The National Institutes of Health awarded $2.9 million to University of Rochester (N.Y.) Medical Center and Rochester Institute of Technology to test their jointly developed artificial intelligence-powered toilet seat that measures heart failure patients' vitals.
The five-year grant will go toward upgrading the Fully-Integrated Toilet Seat, or FIT Seat monitoring system, to improve user interfaces that transmit real-time patient data to physicians to monitor remotely. New AI technology will be added to the device as part of an early-alert system that allows physicians to identify sooner when a patient's condition worsens, which will help patients avoid re-hospitalization.
The FIT Seat will feature sensors that monitor heart health indicators including blood pressure, weight and heart rate.
"There are a number of factors that can be evaluated in these patients," said Wojciech Zareba, MD, cardiology professor at URMC, according to the Oct. 6 news release. "It is like having a patient on bedside monitoring in an intensive care unit.

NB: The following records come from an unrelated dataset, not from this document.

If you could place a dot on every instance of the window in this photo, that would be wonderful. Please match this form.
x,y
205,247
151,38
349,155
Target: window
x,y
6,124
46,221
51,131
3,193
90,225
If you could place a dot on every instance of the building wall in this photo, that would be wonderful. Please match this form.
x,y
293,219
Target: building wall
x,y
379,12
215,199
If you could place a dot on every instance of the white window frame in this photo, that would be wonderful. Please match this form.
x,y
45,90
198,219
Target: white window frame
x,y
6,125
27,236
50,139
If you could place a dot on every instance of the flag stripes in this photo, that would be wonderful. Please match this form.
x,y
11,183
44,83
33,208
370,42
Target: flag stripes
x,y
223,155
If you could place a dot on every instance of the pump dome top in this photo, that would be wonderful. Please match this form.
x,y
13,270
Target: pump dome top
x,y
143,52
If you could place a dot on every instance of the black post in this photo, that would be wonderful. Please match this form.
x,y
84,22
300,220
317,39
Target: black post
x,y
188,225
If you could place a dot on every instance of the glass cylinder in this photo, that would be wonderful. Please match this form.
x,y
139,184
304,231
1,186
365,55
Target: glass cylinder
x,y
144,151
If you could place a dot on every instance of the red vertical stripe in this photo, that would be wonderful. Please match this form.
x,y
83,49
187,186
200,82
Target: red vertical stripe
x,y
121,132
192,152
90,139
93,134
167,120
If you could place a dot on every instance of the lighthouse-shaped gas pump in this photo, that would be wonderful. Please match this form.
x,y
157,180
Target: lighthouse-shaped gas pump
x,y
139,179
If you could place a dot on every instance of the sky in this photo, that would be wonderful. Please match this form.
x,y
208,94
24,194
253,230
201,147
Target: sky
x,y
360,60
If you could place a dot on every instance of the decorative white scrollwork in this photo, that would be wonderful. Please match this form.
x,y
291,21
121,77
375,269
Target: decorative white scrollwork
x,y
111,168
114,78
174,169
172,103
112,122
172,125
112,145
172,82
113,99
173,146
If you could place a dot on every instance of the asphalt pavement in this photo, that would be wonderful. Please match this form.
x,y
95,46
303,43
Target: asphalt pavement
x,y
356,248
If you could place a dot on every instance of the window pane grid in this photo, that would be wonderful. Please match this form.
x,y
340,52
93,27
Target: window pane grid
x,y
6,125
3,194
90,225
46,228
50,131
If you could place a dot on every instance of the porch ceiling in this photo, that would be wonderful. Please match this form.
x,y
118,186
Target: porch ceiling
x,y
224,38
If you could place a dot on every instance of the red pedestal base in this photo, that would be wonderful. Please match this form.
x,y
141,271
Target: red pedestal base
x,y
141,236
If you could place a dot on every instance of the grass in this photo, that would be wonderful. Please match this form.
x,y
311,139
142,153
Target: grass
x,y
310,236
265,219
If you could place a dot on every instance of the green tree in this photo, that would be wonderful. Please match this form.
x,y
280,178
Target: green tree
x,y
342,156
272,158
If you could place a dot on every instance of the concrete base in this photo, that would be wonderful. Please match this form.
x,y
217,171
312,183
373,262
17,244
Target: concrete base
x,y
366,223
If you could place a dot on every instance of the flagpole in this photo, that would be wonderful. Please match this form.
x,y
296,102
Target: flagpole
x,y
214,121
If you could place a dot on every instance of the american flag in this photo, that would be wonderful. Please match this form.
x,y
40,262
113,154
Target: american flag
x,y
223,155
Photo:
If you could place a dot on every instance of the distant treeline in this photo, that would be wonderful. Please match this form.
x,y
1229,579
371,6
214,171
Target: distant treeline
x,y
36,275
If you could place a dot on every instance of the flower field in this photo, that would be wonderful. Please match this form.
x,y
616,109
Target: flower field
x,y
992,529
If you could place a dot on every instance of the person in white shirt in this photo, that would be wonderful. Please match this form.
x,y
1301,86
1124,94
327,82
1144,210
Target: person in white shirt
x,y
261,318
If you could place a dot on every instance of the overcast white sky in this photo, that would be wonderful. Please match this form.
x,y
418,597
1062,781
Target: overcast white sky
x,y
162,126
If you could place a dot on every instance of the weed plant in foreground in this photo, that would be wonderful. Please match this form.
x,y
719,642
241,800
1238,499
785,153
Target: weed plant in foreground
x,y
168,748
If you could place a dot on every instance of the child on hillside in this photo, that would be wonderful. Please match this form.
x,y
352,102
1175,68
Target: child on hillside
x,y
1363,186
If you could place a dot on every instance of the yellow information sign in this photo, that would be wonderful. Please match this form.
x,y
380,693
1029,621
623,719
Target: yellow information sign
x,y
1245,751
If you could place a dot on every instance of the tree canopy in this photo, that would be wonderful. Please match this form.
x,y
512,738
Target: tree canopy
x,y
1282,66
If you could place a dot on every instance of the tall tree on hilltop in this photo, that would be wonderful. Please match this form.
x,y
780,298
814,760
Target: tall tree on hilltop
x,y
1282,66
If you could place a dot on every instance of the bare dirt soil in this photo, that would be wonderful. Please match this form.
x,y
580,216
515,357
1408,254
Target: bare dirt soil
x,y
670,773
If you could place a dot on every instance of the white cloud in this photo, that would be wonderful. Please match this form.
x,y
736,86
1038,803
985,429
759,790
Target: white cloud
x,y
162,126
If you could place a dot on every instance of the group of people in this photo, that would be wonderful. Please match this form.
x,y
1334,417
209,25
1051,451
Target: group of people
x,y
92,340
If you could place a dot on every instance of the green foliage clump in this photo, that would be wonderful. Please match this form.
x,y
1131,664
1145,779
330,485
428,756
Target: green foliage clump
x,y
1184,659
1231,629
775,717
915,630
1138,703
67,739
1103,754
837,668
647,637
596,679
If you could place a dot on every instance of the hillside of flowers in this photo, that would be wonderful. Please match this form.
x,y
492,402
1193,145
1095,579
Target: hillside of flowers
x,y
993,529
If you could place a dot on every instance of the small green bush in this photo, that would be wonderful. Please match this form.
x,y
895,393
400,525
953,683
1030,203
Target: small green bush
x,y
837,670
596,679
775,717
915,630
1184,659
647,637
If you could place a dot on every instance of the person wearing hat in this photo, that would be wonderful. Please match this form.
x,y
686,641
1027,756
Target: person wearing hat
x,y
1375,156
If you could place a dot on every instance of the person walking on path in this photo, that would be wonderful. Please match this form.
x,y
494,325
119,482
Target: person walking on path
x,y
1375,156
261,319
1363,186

At home, people don't usually have these monitoring tools. This seat is serving as a good monitoring tool. Even if it is not continuous, it will be used by patients several times per day, and each time, it will record data and send it to be processed."
Rochester Institute of Technology and URMC researchers developed the original FIT Seat technology in 2014 and will now focus on building the test system and recruiting patients for the study.